Aquello era algo más concreto, aunque hiciera presagiar dificultades harto engorrosas en la investigación. Tomamos nota.

– Así que tenía acento, al hablar. ¿Recuerda lo que dijo?

– Poca cosa. Que querían una habitación. Limpia, y sobre todo tranquila. Rellenó la ficha, cogió la llave y eso fue todo.

– ¿Rellenó ella la ficha?

– Sí, con los datos de él. Luego se la dio para que la firmara.

Chamorro y yo nos miramos. Ella se adelantó a preguntar:

– ¿En qué estado le pareció que se encontraba él?

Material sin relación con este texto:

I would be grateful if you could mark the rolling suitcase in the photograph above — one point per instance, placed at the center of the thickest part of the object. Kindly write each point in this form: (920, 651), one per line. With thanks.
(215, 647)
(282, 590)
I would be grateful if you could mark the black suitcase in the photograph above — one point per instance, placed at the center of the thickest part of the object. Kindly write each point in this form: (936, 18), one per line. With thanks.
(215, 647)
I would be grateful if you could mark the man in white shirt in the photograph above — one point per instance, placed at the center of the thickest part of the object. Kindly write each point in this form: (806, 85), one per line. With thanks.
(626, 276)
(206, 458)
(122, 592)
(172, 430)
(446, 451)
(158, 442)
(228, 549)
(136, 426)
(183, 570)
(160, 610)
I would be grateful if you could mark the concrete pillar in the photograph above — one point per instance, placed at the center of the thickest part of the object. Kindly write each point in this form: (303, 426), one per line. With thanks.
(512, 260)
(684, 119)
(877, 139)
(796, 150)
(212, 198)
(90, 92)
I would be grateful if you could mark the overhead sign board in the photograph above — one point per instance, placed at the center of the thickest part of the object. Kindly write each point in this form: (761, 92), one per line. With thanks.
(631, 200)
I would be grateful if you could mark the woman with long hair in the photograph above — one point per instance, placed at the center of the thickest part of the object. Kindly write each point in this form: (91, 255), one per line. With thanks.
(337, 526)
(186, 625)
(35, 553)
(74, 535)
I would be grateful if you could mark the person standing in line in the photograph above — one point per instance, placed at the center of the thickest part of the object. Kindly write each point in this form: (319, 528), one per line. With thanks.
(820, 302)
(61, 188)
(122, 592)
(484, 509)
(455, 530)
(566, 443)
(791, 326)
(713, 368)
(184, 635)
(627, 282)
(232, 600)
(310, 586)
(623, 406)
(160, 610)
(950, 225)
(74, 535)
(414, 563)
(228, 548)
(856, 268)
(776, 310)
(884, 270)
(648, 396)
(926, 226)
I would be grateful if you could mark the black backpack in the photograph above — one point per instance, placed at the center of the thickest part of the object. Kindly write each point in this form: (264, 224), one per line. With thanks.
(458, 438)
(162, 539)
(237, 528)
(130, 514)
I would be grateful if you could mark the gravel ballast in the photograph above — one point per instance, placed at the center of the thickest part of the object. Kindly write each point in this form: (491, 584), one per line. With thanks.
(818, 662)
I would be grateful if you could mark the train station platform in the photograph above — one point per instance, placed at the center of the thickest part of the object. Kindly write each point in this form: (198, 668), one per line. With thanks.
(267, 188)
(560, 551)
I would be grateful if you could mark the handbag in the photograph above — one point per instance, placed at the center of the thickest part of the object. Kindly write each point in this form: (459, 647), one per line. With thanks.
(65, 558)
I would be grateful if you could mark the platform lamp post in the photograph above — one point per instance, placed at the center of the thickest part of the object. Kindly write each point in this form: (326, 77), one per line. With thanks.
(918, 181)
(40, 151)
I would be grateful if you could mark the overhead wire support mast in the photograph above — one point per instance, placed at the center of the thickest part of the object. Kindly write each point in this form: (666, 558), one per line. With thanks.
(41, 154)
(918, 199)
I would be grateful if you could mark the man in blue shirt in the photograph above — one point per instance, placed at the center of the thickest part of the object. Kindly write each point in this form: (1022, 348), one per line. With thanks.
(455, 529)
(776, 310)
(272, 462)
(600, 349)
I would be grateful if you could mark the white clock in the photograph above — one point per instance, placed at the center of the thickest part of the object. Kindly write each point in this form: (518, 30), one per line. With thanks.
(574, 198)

Torija dejó que sus labios apuntaran una sonrisa.

– Me pareció que estaba pedo, o colgado, o las dos cosas al mismo tiempo. Se reía como un idiota, sin parar. Y además repetía una y otra vez las mismas palabras, como si hablara consigo mismo.

– ¿Qué palabras?

– Es la hostia. Así todo el rato. Parecía feliz.

Aquella revelación, o la forma tan sencilla y contundente que Torija tuvo de hacerla, me descolocó por completo. Siempre que uno trata de rehacer los pasos de un muerto encara la labor con una conmiseración tal vez ilegítima, pero inevitable. Y de pronto me encontraba con que Trinidad no sólo había llegado hasta el umbral de la muerte del brazo de una rubia más atómica que la central en la que trabajaba, sino derretido de gusto.

No nos quedaba mucho más que preguntarle a aquel hombre. Nos confirmó que nunca había visto antes a Trinidad Soler ni a la rubia y también pudo dar razón bastante exacta de la hora a la que habían llegado:

– Las doce y poco. Y cuarto como mucho. Lo sé porque acababan de empezar los deportes en la radio.

Según la autopsia, Trinidad Soler había muerto alrededor de la una de la madrugada. Su ensueño no había llegado a durar una hora.